Background: Decades of Economic Tension
The relationship between the US and Iran has been fraught since the 1979 Iranian Revolution. Following the revolution, the US imposed economic sanctions, initially targeting Iran's oil industry. These sanctions escalated significantly in the 2010s, particularly after Iran's development of nuclear weapons capabilities. The Obama administration’s Iran nuclear deal, formally known as the Joint Comprehensive Plan of Action (JCPOA), in 2015, provided some sanctions relief in exchange for limitations on Iran’s nuclear program. However, the Trump administration withdrew from the JCPOA in 2018 and reimposed stringent sanctions, crippling Iran’s economy. The Biden administration has since attempted to revive the JCPOA, but progress has been stalled.
Throughout this period, the dollar has served as the central mechanism for these sanctions. Iran's access to the global financial system, and therefore its ability to trade and receive revenue, is heavily reliant on the dollar.
Key Developments: Beyond Direct Sanctions
While direct sanctions remain a factor, the US is increasingly employing indirect methods to leverage the dollar. These strategies include targeting Iranian banks involved in international trade, restricting dollar transactions, and discouraging other countries from conducting business with Iran. The US Treasury Department has been actively enforcing sanctions related to Iran’s support for proxy groups in the Middle East, particularly in countries like Lebanon, Syria, and Yemen.

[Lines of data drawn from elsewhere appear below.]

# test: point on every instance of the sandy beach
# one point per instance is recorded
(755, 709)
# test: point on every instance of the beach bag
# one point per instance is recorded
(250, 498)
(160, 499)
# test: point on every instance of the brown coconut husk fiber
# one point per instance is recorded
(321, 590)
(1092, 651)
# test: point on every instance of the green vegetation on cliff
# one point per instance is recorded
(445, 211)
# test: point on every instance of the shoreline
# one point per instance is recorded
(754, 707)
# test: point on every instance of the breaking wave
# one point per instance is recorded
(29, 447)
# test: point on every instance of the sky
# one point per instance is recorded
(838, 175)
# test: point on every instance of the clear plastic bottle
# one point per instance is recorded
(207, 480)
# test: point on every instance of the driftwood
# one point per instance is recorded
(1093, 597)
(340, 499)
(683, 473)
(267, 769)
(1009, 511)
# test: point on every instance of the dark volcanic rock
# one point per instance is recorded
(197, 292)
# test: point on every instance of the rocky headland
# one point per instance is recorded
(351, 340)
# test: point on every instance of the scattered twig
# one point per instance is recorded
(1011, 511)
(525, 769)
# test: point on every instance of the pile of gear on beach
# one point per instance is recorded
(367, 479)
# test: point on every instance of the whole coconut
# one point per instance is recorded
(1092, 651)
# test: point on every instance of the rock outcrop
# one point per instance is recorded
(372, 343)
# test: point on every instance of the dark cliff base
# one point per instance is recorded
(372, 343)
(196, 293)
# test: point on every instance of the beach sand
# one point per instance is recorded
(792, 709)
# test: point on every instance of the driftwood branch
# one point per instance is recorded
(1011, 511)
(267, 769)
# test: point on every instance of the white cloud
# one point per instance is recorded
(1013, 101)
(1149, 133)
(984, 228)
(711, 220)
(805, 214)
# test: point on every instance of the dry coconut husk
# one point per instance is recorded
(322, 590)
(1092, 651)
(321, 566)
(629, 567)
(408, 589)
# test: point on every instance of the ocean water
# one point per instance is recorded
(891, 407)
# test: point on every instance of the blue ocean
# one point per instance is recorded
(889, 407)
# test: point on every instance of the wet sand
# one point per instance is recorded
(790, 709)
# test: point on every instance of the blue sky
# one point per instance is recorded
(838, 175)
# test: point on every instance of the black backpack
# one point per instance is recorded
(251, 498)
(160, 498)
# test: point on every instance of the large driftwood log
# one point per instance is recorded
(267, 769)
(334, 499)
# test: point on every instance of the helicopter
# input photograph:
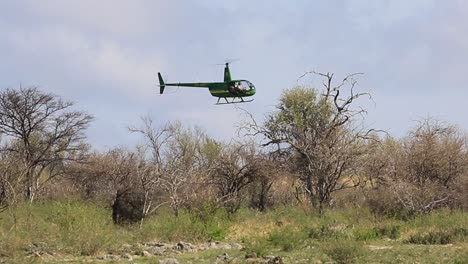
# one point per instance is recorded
(232, 91)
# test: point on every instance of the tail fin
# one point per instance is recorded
(161, 84)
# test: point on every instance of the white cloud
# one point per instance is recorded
(103, 16)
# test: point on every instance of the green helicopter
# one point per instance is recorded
(232, 91)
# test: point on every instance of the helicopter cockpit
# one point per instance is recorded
(242, 87)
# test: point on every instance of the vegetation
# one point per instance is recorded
(308, 184)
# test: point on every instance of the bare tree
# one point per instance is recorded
(43, 131)
(237, 167)
(320, 134)
(420, 172)
(175, 159)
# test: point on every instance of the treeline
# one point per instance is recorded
(312, 150)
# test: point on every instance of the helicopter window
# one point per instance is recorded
(245, 86)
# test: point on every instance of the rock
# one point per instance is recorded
(274, 260)
(222, 258)
(187, 247)
(108, 257)
(127, 256)
(221, 246)
(169, 261)
(157, 244)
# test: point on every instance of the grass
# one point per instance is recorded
(80, 230)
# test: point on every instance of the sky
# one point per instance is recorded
(104, 56)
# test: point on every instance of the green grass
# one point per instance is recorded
(78, 230)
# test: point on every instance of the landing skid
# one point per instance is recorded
(235, 100)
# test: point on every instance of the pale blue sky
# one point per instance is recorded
(104, 55)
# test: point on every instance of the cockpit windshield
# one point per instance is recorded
(246, 86)
(241, 87)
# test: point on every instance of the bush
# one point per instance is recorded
(392, 232)
(323, 232)
(439, 237)
(343, 250)
(287, 239)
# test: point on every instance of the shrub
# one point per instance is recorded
(287, 239)
(439, 237)
(343, 250)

In recent months, the US has focused on restricting Iran’s access to its oil revenue. This involves targeting tankers carrying Iranian oil and pressuring countries to reduce their imports. Several countries, including India and China, have continued to import Iranian oil despite US sanctions, but are facing increased scrutiny and potential financial repercussions if they violate US regulations. The use of secondary sanctions – penalties imposed on entities that do business with sanctioned entities – has become more prevalent.

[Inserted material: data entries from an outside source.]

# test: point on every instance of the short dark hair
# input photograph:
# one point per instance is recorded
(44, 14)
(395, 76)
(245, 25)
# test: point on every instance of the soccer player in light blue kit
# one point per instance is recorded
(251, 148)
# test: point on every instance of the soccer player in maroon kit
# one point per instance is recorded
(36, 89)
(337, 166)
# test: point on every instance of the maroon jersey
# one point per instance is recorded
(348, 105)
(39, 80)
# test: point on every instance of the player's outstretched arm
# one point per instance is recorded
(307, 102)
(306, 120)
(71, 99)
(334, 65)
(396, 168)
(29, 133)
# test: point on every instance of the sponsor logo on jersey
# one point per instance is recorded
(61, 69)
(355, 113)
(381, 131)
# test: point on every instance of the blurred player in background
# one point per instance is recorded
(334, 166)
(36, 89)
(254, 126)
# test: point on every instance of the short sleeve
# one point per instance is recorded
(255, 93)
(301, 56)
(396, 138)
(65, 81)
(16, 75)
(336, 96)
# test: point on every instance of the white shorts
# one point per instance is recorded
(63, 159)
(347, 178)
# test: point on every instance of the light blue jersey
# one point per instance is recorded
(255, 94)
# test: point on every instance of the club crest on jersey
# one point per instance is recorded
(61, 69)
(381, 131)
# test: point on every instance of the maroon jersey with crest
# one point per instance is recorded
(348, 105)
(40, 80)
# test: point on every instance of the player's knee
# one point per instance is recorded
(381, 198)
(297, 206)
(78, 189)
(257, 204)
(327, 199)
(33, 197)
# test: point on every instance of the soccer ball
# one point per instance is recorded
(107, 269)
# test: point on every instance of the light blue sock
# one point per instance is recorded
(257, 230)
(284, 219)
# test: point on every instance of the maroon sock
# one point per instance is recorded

Furthermore, the US has been actively promoting alternative payment systems to the SWIFT network, which is dominated by dollar transactions. While these alternative systems, such as Russia's SPFS, are gaining traction, they have yet to fully replace the dollar's dominance. The US is aiming to create a system where conducting international trade with Iran becomes increasingly difficult and costly due to financial constraints.

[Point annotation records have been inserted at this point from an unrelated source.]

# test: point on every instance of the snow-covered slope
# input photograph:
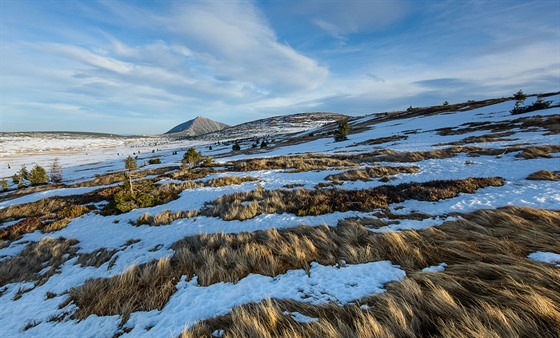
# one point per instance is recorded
(492, 142)
(196, 127)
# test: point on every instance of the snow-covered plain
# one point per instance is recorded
(192, 302)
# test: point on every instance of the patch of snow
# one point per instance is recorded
(323, 284)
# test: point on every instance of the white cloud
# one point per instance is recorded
(238, 43)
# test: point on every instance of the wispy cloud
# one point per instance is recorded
(164, 63)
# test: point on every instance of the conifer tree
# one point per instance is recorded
(342, 132)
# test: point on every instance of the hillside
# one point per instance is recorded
(277, 125)
(440, 221)
(196, 127)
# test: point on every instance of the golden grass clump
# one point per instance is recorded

Impact: Economic Strain and Limited Leverage
The dollar-centric pressure is having a significant impact on Iran's economy. The Iranian rial has experienced significant devaluation, leading to inflation and economic hardship for ordinary citizens. The country’s non-oil exports have been severely curtailed, impacting employment and economic growth. Access to essential goods, including medicine and food, has also been affected.
While the US aims to influence Iran's behavior, the effectiveness of this approach remains debated. Iran has repeatedly stated its resolve to resist economic pressure and has sought to circumvent sanctions through various means, including utilizing cryptocurrencies and developing alternative trade routes. However, the financial strain is undeniable, and the pressure is forcing difficult choices on the Iranian leadership.
What Next: Uncertain Future
The future of this financial pressure is uncertain. The revival of the JCPOA remains a key potential turning point. A successful agreement would likely lead to a relaxation of some sanctions and a reduction in the dollar-centric pressure. However, significant hurdles remain in reaching a consensus between the US and Iran.

Potential Escalation
Conversely, a failure to reach a deal could lead to an intensification of economic sanctions. The US may further target Iranian banks, businesses, and individuals, escalating the economic pressure. Increased scrutiny of countries continuing to trade with Iran is also a possibility.
Alternative Financial Systems
The development and adoption of alternative financial systems will continue to be a key factor. While these systems are unlikely to completely replace the dollar in the near future, they could provide Iran with a degree of resilience against US pressure. The success of these alternatives will depend on their ability to offer comparable efficiency and security to the SWIFT network.
The ongoing dynamic highlights the complex interplay between economic and geopolitical power. The dollar's role as a weapon in the US strategy against Iran is a testament to the enduring influence of the US financial system on global affairs. Whether this strategy ultimately achieves its desired outcome remains to be seen.